Ben Brandon, a British lawyer representing the US Government, told a court hearing on Friday that the case “related to one of the largest compromises of confidential information in the history of the United States”.
US officials are seeking to prosecute Assange under the Espionage Act, blaming him for directing WikiLeaks’ publication of a huge trove of secret documents that disclosed the names of people who provided confidential information to American and coalition forces in Iraq and Afghanistan.
Judge Emma Arbuthnot set a full extradition hearing for February 25, 2020. It is expected to last about five days.
Assange asserts that he is a journalist with First Amendment protections and is fighting the extradition attempt.
He was too ill to attend a recent hearing and appeared at Friday’s hearing at Westminster Magistrates’ Court by video link from prison, during which he was quoted as saying “175 years of my life is effectively at stake”.
“It is important that people aren’t fooled into believing that WikiLeaks is anything but a publisher,” Assange said.

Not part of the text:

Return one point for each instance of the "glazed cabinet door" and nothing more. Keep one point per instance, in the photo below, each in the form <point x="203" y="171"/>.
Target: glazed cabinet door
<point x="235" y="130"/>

“The US Government has tried to mislead the press.”
Assange also complained that he has not yet received the full US indictment against him because his lawyers are not allowed to give him documents and can only send him papers through the mail.
Judge Arbuthnot said the paperwork only arrived Thursday and that “no one” has had a chance to fully read it.
Assange’s lawyer, Mark Summers, said the case represents an “outrageous and full-frontal assault on journalistic rights”.
The 47-year-old Australian hacker is currently in Belmarsh Prison on the outskirts of London serving a 50-week sentence for jumping bail in Britain.
His supporters hail him as a hero for exposing what they describe as abuse of power by modern states and for championing free speech.
He spent almost seven years holed up in cramped rooms at the Ecuadorean embassy in London, where he fled in 2012 to avoid extradition to Sweden where he was wanted for questioning over allegations of rape.
He was evicted by Ecuador, dragged from the embassy on April 11 and jailed for 50 weeks for skipping bail.